Boots were cited as the cause by 35% of the men who had difficulties and 12% of the women.

This is an interesting finding as by and large drivers are free to choose which shoes they wear, with the notable exception of work boots, the wearing of which may be insisted on by an employer.

Carry a spare pair

The best way to avoid shoe problems is to carry a spare pair - most of us have an old pair of shoes that we know are both comfortable and safe that can be kept in the car to wear for driving.

The study showed that 59% of drivers had done this – 44% of men and 84% of women.

Shoes that pose no problems in one car may do so in another because of differences in pedal layout and foot well design, so changing car might mean changing 'driving shoes' too.

It's important to consider foot wear too when hiring a car particularly if you have particularly big or small feet, or like to wear specialist or fashionable shoes.

Different types of problems

Shoe difficulties can take different forms:

  • Size of shoe versus size of pedal – what works well in a big van may not work so well in a car or car-derived van.

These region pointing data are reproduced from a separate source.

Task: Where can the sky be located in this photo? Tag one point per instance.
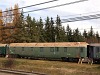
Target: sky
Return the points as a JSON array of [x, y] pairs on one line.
[[69, 11]]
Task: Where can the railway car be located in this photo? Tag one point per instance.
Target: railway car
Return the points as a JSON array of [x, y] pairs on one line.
[[93, 51], [3, 48], [58, 50]]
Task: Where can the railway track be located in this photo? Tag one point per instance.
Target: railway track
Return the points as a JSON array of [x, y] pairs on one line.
[[16, 72]]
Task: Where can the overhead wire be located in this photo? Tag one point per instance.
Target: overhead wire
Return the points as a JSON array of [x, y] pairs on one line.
[[32, 5], [50, 7]]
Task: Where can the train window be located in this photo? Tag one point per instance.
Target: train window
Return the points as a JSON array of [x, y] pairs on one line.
[[56, 49], [22, 48], [41, 49], [51, 49], [97, 49], [81, 49], [65, 49], [32, 48]]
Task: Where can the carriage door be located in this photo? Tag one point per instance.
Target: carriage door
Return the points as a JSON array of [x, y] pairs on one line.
[[90, 51]]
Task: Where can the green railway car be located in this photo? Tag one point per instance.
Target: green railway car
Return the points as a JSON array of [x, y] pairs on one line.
[[3, 48], [56, 50], [94, 51]]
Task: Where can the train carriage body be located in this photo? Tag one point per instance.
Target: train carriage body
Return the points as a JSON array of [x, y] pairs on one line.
[[3, 48], [94, 51], [56, 50]]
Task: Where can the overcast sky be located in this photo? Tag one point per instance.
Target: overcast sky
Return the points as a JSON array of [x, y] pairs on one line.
[[72, 10]]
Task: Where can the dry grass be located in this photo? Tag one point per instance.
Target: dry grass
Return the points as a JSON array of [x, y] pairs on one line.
[[54, 67]]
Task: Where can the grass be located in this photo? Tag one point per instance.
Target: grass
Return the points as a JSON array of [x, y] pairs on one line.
[[53, 67]]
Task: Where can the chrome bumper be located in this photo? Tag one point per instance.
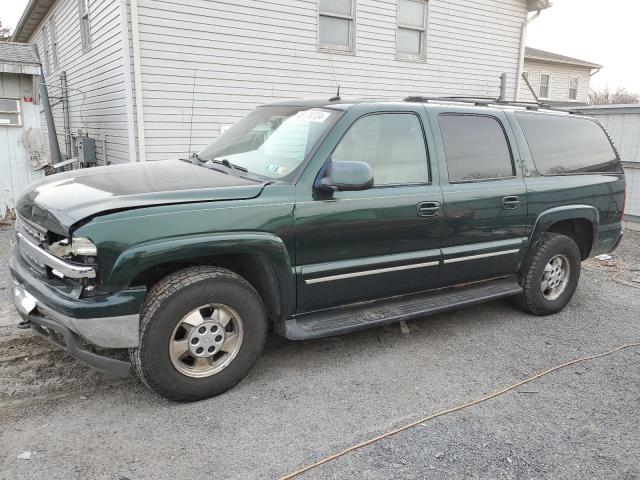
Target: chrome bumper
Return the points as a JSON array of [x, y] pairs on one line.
[[106, 332], [42, 258]]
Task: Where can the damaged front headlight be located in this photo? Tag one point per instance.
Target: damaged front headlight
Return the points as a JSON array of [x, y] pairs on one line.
[[78, 247]]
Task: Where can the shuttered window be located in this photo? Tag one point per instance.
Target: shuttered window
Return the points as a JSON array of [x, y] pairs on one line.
[[574, 85], [336, 25], [412, 28], [545, 85]]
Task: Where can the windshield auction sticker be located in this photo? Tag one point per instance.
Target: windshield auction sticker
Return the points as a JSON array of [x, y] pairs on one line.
[[312, 116]]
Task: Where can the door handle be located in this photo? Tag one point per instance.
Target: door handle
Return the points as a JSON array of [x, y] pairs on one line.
[[428, 209], [511, 203]]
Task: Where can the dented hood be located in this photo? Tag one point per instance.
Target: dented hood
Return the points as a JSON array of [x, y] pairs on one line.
[[60, 200]]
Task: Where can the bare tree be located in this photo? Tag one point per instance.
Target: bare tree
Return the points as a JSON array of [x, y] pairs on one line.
[[5, 33], [606, 96]]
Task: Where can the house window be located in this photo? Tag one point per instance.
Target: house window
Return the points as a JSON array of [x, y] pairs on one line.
[[574, 85], [412, 26], [10, 112], [85, 32], [54, 42], [336, 25], [545, 84], [45, 45]]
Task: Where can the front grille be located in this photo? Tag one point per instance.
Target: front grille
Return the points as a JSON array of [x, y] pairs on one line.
[[35, 232]]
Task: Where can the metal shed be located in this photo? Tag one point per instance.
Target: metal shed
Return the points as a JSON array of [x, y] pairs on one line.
[[19, 70], [623, 124]]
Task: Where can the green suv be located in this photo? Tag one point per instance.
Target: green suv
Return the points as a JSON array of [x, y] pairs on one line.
[[313, 218]]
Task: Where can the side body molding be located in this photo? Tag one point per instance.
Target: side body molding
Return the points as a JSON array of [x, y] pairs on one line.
[[268, 250], [566, 212]]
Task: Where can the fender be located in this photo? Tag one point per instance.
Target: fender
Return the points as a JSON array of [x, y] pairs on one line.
[[270, 249], [566, 212]]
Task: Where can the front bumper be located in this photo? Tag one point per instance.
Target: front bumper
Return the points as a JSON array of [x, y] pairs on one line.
[[72, 323]]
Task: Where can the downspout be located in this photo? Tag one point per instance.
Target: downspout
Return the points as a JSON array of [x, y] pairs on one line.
[[128, 82], [137, 80], [523, 39]]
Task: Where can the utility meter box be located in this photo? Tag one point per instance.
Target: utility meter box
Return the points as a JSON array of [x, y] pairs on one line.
[[87, 150]]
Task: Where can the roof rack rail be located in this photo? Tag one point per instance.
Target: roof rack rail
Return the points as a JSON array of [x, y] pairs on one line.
[[486, 101]]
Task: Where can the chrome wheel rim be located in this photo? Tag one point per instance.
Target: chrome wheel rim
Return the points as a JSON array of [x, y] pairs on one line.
[[206, 340], [555, 277]]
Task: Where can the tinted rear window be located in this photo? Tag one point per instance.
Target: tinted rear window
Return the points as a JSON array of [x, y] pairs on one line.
[[568, 145], [476, 148]]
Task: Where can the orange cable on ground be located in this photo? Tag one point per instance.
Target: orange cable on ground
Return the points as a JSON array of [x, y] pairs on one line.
[[452, 410]]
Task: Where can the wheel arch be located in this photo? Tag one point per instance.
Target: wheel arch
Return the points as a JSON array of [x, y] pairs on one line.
[[578, 222], [261, 259]]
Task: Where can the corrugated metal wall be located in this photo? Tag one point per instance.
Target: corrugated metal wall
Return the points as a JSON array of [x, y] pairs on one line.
[[256, 51], [623, 124]]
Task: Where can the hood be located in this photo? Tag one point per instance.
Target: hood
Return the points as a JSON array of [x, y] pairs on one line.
[[60, 200]]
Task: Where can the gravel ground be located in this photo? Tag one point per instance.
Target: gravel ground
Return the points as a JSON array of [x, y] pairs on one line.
[[307, 400]]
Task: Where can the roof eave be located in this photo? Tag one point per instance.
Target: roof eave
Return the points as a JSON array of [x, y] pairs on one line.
[[32, 16], [559, 62], [537, 5]]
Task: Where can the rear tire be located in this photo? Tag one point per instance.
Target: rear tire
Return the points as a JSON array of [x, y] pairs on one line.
[[201, 331], [550, 275]]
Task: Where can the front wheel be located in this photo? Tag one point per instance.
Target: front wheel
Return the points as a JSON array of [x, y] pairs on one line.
[[550, 275], [201, 331]]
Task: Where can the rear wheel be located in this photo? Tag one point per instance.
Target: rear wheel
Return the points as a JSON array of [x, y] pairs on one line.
[[550, 275], [201, 330]]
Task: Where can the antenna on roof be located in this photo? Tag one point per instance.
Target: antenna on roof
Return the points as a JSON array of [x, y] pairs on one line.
[[337, 97]]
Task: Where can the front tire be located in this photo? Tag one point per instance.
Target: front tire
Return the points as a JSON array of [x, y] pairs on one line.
[[550, 275], [201, 331]]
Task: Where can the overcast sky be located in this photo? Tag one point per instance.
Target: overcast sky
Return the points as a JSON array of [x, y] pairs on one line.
[[604, 32]]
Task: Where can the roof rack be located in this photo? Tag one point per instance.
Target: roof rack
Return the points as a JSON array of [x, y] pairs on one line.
[[486, 101]]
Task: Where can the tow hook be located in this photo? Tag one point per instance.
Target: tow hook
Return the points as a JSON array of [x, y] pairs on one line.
[[24, 325]]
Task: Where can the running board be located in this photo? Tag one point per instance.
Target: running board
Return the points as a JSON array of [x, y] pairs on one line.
[[361, 316]]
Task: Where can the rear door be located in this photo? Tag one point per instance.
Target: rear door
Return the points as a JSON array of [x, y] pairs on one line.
[[485, 199], [355, 246]]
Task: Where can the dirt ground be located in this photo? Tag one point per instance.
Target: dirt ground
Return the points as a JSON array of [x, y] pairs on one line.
[[305, 400]]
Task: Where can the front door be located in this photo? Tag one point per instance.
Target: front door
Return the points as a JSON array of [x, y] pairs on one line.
[[485, 200], [355, 246]]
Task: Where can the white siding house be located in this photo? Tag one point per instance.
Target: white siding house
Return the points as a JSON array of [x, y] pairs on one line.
[[623, 124], [180, 70], [555, 78]]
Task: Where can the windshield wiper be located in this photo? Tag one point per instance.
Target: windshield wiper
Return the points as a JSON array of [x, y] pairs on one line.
[[228, 164]]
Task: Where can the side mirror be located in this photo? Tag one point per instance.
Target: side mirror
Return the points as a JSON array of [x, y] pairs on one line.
[[343, 176]]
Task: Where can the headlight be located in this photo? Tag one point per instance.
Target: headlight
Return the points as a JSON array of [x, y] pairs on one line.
[[83, 247]]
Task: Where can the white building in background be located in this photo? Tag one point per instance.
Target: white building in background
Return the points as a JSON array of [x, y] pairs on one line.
[[19, 70], [555, 78], [135, 68]]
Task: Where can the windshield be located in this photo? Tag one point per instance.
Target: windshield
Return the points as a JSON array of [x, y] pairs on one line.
[[271, 141]]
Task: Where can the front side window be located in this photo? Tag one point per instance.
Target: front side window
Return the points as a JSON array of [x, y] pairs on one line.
[[393, 144], [272, 142], [574, 85], [545, 85], [336, 25], [10, 112], [476, 148], [564, 145], [85, 31], [412, 27]]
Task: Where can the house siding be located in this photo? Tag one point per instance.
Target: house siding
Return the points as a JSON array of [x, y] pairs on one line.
[[560, 75], [96, 78], [254, 52]]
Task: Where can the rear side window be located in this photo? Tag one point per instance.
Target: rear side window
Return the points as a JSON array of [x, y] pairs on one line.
[[562, 145], [476, 148]]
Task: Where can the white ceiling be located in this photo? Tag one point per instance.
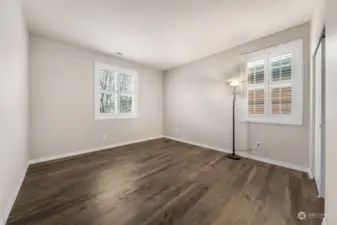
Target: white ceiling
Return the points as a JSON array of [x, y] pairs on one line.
[[163, 33]]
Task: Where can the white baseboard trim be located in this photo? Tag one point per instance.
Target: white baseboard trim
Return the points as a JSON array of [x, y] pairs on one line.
[[13, 197], [246, 155], [49, 158], [310, 174]]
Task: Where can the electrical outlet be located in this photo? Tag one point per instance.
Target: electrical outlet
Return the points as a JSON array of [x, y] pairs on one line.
[[257, 146]]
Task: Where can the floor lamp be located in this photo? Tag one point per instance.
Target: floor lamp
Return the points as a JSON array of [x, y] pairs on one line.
[[234, 84]]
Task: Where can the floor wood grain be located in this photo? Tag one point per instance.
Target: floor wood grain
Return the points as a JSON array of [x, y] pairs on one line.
[[163, 182]]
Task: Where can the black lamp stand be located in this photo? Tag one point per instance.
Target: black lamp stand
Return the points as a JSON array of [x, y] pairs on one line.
[[233, 155]]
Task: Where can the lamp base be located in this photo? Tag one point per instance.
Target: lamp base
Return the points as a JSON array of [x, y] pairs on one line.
[[234, 156]]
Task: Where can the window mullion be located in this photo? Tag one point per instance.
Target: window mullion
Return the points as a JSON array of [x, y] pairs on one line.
[[117, 95], [267, 87]]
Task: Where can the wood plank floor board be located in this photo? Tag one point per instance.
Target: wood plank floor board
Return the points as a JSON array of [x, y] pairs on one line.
[[163, 182]]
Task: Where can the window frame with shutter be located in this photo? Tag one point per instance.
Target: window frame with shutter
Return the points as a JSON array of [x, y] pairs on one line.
[[285, 105], [128, 94]]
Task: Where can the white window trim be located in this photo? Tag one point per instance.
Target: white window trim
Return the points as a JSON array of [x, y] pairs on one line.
[[296, 48], [104, 116]]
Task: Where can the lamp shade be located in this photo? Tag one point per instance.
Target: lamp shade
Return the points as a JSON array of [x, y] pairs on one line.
[[234, 83]]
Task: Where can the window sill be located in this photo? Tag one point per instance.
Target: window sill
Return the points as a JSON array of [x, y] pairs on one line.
[[266, 121], [120, 117]]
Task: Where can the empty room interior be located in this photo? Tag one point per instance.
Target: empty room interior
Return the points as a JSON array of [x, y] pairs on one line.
[[153, 112]]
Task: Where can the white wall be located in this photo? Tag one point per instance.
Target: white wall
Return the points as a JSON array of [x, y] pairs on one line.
[[62, 101], [13, 102], [198, 104], [331, 112], [317, 24]]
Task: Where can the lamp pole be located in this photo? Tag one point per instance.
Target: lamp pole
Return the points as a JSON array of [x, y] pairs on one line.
[[233, 155]]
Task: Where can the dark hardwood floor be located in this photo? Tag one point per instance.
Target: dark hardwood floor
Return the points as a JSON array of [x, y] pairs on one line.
[[163, 182]]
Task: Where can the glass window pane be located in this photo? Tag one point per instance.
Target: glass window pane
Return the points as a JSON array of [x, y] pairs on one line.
[[126, 83], [107, 102], [107, 80], [125, 104], [281, 67]]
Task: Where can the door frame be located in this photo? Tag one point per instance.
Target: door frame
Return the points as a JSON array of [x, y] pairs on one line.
[[321, 189]]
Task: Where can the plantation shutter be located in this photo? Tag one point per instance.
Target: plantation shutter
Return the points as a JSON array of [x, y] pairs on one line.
[[256, 89], [281, 84]]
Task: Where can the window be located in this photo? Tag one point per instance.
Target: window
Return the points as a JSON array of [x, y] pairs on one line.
[[115, 92], [275, 84]]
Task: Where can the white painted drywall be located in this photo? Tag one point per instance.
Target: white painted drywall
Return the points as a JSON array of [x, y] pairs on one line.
[[331, 113], [62, 101], [198, 104], [13, 101], [317, 24]]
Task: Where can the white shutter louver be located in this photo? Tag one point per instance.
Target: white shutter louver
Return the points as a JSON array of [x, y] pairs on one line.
[[256, 77], [107, 95], [281, 84]]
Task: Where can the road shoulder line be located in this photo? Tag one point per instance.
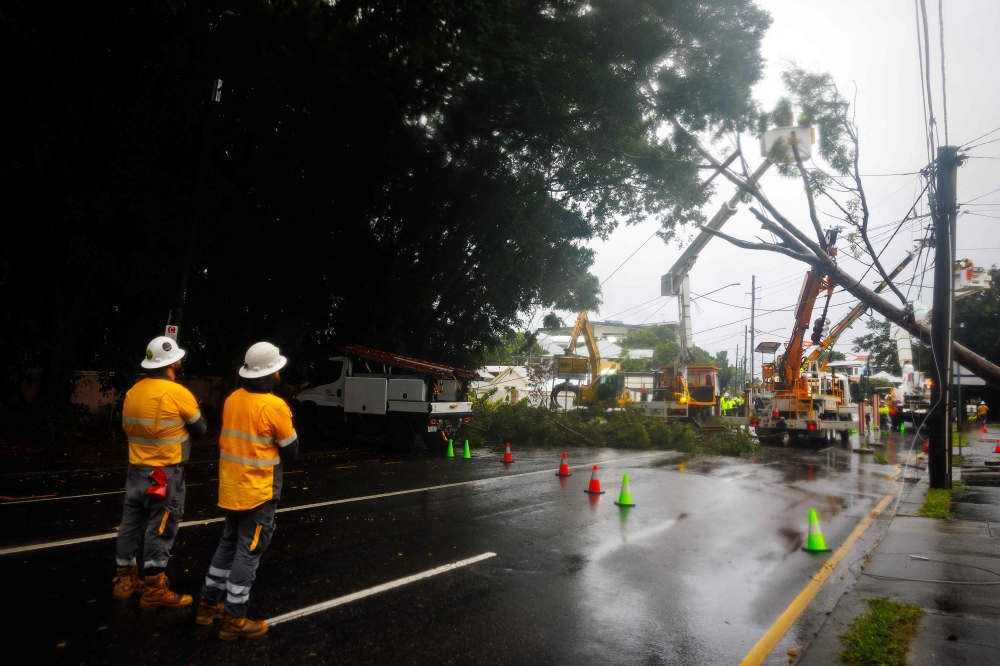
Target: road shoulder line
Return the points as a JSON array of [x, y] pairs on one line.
[[795, 609], [346, 599], [316, 505]]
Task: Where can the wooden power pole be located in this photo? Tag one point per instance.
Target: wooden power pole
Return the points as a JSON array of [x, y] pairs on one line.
[[942, 318]]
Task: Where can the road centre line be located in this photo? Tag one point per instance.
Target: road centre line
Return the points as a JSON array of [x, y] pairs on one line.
[[340, 601], [52, 499], [363, 498], [795, 609]]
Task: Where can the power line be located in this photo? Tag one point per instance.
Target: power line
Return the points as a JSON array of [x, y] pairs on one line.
[[983, 144], [980, 137], [964, 203], [944, 87]]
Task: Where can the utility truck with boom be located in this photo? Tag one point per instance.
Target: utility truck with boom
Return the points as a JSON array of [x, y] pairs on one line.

This doesn't only mean the 'numerical size' of the shoe – the width of the design may also be crucial.
  • Movement of the ankle – boots can mean that ankle movement is restricted which may mean the pedals need to be operated in a different way to normal.
  • Thickness of sole affecting 'feel' of pedals – in normal shoes a driver has a good idea of where the pedal is on the bottom of the foot. As soles get thicker this gets harder and can increase the risk of the foot falling off the pedal, leading to cessation of braking or sudden loss of acceleration.
  • The design of the sole (tread, etc) – this can diminish 'feel' through the sole and can also catch on the pedal.
  • How the shoe fits the car – whether it can catch in mats, shelves, adjacent pedals or other interior fixtures.

In an emergency

Generally, these factors can be overcome easily in normal driving, by altering driving style. But in an emergency, drivers tend to do things the way they always have and that could mean you get your feet tangled in the pedals, don't hit the pedal cleanly or are much slower in getting there.